I enjoy the weekend edition of the Financial Times, part of which is Tyler Brule's weekly column. A few months ago, something started to catch my attention. It appeared that Brule's publication, Monocle, is doing quite well. It is a lifestyle magazine, and has an associated website with audio reports in addition to the printed publication, and even a recently launched retail concept. There is no user generated content, and it is obvious that everything, from the website, to the audio reports, to the physical publication itself, are very well produced. That's not cheap. So what is Brule doing that allows him to be successful by going against the current wisdom in the industry?
To satisfy my curiosity, I did a quick search and found an interview with Brule in the Austrailian WSJ that sought out my very question. What I learned was quite revealing. While there are several factors responsible for his success, what stood out for me was his statement that they don't do any research at all, and that he doesn't believe in it. He then described what research was to him, and it consists of using focus groups to decide what the cover should be, or other specific executional details. Later, however, he talked about how he spends time with consumers in the shop, just having a chat with them. He also mentioned that he watches what magazines business people are buying in the airport, and then how he observes what people are reading on the plane. From reading his weekly column, you can also see that he is spending the bulk of his time immersing in his market. He maintains a grueling travel schedule, and makes sure his reporters and correspondents are in the places they are covering. He then mentioned that they did use a readership survey to confirm some of their assumptions about their readers' habits. It was not to learn what features they might like.

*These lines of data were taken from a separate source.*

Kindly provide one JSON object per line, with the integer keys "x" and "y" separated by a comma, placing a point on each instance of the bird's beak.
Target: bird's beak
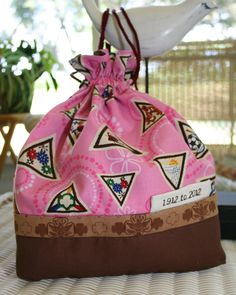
{"x": 209, "y": 4}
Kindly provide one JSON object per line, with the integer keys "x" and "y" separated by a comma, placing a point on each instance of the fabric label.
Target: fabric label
{"x": 185, "y": 195}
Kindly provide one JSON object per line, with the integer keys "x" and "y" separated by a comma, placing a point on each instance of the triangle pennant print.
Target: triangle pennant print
{"x": 66, "y": 201}
{"x": 39, "y": 157}
{"x": 71, "y": 112}
{"x": 77, "y": 127}
{"x": 192, "y": 140}
{"x": 119, "y": 186}
{"x": 107, "y": 139}
{"x": 150, "y": 114}
{"x": 172, "y": 166}
{"x": 124, "y": 59}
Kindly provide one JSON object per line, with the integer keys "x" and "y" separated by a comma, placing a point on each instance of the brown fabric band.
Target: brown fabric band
{"x": 188, "y": 248}
{"x": 115, "y": 226}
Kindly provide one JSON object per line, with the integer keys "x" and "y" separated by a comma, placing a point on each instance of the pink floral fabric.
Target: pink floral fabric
{"x": 108, "y": 149}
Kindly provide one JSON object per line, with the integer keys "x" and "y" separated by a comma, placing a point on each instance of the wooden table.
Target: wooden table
{"x": 9, "y": 120}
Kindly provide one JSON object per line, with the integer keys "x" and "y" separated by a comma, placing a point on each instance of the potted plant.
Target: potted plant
{"x": 20, "y": 67}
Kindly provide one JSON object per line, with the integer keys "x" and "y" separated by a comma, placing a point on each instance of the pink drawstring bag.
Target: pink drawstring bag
{"x": 113, "y": 181}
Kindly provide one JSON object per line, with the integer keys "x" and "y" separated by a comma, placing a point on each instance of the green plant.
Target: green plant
{"x": 20, "y": 67}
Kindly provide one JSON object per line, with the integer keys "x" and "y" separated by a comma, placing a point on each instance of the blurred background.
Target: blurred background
{"x": 37, "y": 38}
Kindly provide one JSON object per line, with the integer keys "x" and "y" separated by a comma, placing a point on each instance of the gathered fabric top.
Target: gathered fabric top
{"x": 105, "y": 67}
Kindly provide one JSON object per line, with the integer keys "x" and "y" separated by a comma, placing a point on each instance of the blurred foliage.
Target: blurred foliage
{"x": 70, "y": 17}
{"x": 20, "y": 67}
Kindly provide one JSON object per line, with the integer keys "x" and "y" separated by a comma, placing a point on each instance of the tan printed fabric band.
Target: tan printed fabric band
{"x": 115, "y": 226}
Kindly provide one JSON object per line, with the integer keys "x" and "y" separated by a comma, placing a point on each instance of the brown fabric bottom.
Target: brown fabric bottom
{"x": 187, "y": 248}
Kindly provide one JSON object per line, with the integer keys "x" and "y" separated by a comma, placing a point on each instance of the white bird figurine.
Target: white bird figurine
{"x": 159, "y": 28}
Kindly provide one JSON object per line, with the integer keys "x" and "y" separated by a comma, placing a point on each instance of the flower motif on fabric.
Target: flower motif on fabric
{"x": 60, "y": 227}
{"x": 138, "y": 224}
{"x": 123, "y": 161}
{"x": 119, "y": 185}
{"x": 42, "y": 157}
{"x": 39, "y": 157}
{"x": 157, "y": 223}
{"x": 32, "y": 154}
{"x": 199, "y": 210}
{"x": 173, "y": 168}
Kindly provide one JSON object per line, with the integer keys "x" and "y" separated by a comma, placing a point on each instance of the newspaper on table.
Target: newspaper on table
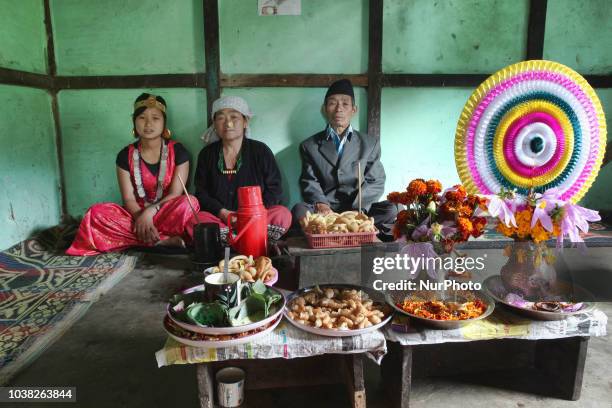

Like most business people, Brule has a very narrow definition of what research is. Unlike most business people, he knows that research as he defines it is not going to help him to connect with his market and deliver the experience they are seeking but cannot define. From my perspective, Brule executes brilliant research. He does whatever is necessary to connect with his market, and fully understand what is driving their decisions. He knows that it is his responsibility to deliver an experience that will connect with this consumer, and he does not expect them to ask for it. He also knows that there is greater value in delivering an experience that the consumer wouldn't think to ask for, but suits them perfectly.
What can be learned from his success? There is little to be learned from the execution, as what he is doing is right for his market, and would probably not work for say, the New York Times. What can be learned is that he is ignoring current consumer, industry, and economic trends, he's learning what is driving his market, and he's delivering a series of products to satisfy their needs in a way that his industry competition has not.
Is your company using research this effectively?